Automatic Disabling/Deleting users by OIDC removal

[fritterhoff]

Description:

At the moment we have an Synapse instance connected to gitlab including a filter using the attribute_requirements:. I just had to recognize that deleting a user from the defined group does not disable the matrix user. Would it be possible to check if the gitlab user is still in the group and otherwise to disable/delete the matrix user?

[squahtx]

related: #11326 Support back-channel logouts from OIDC providers

[sandhose]

Back-channel logout is definitely a step in that direction, but isn't supported by GitLab.

There is a working group in the OpenID foundation called RISC (Risc Incident Sharing and Coordination) which tries to define a standard way to signal account security events (account locked, unlocked, removed, compromised) based on RFC8417: Security Event Token. This would allow us to react when the following events happen on the IdP side, according to the spec draft:

• Account Credential Change Required signals that the account identified by the subject was required to change a credential. For example the user was required to go through a password change.
• Account Purged signals that the account identified by the subject has been permanently deleted.
• Account Disabled signals that the account identified by the subject has been disabled. The actual reason why the account was disabled might be specified with the nested reason attribute described below. The account may be enabled in the future.
• Identifier Changed signals that the identifier specified in the subject has changed.
• Identifier Recycled signals that the identifier specified in the subject was recycled and now it belongs to a new user.
• A Credential Compromise event signals that the identifier specified in the subject was found to be compromised.
• Opt-In/Out related events. Users must be able to opt-in or out of RISC events between the IdP and the app, hence those events.
• Recovery Activated signals that the account identified by the subject activated a recovery flow.
• Recovery Information Changed signals that the account identified by the subject has changed some of its recovery information. For example a recovery email address was added or removed.
• Sessions Revoked signals that all the sessions for the account identified by the subject have been revoked.

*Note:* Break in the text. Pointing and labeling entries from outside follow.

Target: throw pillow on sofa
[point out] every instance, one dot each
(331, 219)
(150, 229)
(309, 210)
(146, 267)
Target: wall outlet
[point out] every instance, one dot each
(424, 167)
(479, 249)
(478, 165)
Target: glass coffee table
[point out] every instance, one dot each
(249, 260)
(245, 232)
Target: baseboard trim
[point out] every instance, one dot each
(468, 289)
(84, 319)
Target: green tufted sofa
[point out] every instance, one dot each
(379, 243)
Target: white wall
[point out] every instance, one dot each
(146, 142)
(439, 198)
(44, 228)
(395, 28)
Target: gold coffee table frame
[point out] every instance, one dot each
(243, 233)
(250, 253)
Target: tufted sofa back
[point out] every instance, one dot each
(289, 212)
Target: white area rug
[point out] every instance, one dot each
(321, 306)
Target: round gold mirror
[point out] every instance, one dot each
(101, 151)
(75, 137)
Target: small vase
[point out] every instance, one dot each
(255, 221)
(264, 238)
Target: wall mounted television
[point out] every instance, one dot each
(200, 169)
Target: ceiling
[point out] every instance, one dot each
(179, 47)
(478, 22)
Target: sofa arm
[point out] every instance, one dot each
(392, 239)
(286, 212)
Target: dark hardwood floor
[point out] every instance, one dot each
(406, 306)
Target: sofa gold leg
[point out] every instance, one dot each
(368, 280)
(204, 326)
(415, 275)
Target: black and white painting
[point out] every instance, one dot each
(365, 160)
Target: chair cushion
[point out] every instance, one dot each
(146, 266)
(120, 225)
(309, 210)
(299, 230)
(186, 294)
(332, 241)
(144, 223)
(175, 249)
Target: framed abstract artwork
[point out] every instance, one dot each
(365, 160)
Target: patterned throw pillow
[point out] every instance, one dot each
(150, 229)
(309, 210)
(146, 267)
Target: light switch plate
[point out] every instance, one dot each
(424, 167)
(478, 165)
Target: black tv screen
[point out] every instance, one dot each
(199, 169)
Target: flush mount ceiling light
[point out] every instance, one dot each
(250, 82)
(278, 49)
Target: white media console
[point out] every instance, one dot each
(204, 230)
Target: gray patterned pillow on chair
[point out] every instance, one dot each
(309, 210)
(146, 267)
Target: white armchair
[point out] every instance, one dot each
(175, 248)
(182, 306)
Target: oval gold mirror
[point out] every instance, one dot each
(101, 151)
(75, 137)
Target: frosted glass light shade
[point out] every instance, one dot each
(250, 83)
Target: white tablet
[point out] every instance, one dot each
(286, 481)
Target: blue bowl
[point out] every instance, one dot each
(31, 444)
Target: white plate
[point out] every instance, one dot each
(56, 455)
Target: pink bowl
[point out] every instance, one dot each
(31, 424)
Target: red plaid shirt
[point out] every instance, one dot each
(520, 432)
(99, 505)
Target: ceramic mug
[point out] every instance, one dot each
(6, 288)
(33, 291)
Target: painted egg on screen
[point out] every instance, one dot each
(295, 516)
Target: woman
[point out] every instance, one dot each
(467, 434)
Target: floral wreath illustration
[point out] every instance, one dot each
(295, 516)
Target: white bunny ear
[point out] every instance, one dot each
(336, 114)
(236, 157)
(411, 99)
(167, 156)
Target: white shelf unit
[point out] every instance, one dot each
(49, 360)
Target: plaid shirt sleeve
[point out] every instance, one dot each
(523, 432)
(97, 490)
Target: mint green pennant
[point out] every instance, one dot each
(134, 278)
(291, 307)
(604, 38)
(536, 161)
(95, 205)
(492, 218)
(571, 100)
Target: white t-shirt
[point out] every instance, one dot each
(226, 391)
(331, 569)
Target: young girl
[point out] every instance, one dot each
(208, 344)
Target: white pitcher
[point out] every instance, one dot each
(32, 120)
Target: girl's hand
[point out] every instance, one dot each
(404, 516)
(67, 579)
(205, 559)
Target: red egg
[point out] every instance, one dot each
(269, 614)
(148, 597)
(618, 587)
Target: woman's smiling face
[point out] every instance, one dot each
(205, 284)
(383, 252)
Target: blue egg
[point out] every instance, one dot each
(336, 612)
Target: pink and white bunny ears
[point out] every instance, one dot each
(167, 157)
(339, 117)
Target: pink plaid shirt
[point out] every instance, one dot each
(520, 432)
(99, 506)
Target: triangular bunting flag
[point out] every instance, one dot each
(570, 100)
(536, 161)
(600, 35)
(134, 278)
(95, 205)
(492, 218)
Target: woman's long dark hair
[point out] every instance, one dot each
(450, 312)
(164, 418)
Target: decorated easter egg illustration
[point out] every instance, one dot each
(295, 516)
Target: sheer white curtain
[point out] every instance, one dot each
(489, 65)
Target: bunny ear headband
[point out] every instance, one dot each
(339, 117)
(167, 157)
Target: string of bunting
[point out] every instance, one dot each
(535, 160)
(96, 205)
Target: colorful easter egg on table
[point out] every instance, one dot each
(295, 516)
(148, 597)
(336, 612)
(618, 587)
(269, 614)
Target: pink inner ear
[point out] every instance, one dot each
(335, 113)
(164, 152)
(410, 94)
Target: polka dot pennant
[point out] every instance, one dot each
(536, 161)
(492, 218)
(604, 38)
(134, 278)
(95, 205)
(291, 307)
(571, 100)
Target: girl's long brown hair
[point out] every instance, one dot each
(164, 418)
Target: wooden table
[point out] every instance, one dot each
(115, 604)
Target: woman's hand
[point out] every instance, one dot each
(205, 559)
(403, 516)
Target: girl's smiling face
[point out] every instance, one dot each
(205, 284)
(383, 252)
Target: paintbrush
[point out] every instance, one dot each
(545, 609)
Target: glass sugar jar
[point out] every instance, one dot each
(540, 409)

Not all events are relevant to Synapse, but I definitely find those interesting.

The good news for us is that security event token look a lot like logout tokens from the OIDC back-channel logouts (which was by the way intended by the OIDC folks), so a lot of the implementation is already done in the OIDC back-channel logout PR.
The bad news is that RISC is not widely adopted by OIDC providers. I know Google adopted it and brands this as Cross-Account Protection, but there is basically zero chance that GitLab adopts this soon.

[fritterhoff]

Hi @squahtx and @sandhose,

thanks for your hints. I actually was thinking about utilizing the is_user_expired?

[squahtx]

is_user_expired

That looks promising if you're happy to develop a third party module for your needs.

[fritterhoff]

is_user_expired

That looks promising if you're happy to develop a third party module for your needs.

I would check how complex that is but from by point of view that seems to be rather simple?